Using my sage grinder with fresh beans ( Italian style) I found 17 seconds and grind on 16 was Giving me a 30-40 ml shot for two espressos in 30 seconds. This is only a guide but that is what you should be aiming for. Tamping is the real art, not too tight, not too light. A stainless steel tamper is good so you can polish the ground coffee before brewing. It takes a few bad coffees before you get the perfect one on a regular basis.

Good luck and enjoy the learning.


----------



## HSimmo95 (Dec 4, 2018)

Tanguero said:


> Using my sage grinder with fresh beans ( Italian style) I found 17 seconds and grind on 16 was Giving me a 30-40 ml shot for two espressos in 30 seconds. This is only a guide but that is what you should be aiming for. Tamping is the real art, not too tight, not too light. A stainless steel tamper is good so you can polish the ground coffee before brewing. It takes a few bad coffees before you get the perfect one on a regular basis.
> 
> Good luck and enjoy the learning.


thanks for the quick reply mate, appreciate it. That's great, a solid starting point for me to aim at.
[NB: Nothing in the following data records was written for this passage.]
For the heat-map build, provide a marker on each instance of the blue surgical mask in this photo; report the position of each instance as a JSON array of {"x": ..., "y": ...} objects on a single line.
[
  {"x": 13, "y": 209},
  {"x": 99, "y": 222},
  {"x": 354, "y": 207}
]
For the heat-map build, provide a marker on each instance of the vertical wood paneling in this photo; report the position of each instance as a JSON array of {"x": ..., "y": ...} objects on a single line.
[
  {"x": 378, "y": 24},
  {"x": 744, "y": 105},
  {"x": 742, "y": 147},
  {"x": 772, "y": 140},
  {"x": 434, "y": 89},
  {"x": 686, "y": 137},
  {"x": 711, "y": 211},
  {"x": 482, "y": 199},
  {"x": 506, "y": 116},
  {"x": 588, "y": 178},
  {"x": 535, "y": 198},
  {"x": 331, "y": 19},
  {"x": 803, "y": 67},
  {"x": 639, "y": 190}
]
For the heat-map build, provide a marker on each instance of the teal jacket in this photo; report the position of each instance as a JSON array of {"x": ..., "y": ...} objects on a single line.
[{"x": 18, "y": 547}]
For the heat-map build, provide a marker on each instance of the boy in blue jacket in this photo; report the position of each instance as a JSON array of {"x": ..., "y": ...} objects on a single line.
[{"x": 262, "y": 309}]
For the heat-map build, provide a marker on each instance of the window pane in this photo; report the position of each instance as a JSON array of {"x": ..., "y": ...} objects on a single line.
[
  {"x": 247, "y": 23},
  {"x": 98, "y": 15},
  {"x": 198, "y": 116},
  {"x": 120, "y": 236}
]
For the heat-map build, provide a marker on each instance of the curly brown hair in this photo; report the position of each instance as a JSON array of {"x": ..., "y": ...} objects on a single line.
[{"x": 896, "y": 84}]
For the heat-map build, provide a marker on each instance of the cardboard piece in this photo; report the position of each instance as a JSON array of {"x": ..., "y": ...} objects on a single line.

Have you tried going finer? I think I read on here that 10 or 11 chokes the machine up?


----------



## Mrboots2u (May 10, 2013)

Get some scales.

Weigh you dose, weigh your output .

Other people settings will be a function of where their grinder is set, the dose and the type of coffee used .

https://coffeeforums.co.uk/showthread.php?22879-Beginners-Reading-Weighing-Espresso-Brew-Ratios


----------



## Jony (Sep 8, 2017)

Plenty threads around, have read then come back ^ said link. origin are pretty good


----------



## HSimmo95 (Dec 4, 2018)

Mrboots2u said:


> Get some scales.
> 
> Weigh you dose, weigh your output .
> 
> ...


that link/guide is mega! thank you


----------



## MC1 (Jul 2, 2018)

HSimmo95 said:


> first post!
> 
> xmas bonus at work so took the plunge and upgraded from a delonghi dedica and cheap grinder to the Sage products in the title! I'm a little confused as to where to start!
> 
> ...


I've PM'ed you back matey.


----------



## Tanguero (Mar 29, 2018)

The finer the ground the more time to brew a fixed volume. Over 30 seconds tends to get the bitterness out of the beans, not a good idea!

Always keep the whole process clean, I use Brita filtered water even if you have a filter built in. Back wash the brewhead without the need for chemical cleaner after every session, takes about 30 seconds! I use the cleaning tablet once a week on the auto clean cycle.

Clean the grinder at the same time between new bags of beans. Read the instructions for cleaning, removing the top burr is easy. I use the little brush and vacuum as much as possible before putting it back together.

Keeping everything clean may appear a little anal but it pays off in the end....

Nothing is more satisfying than a great home brew.


----------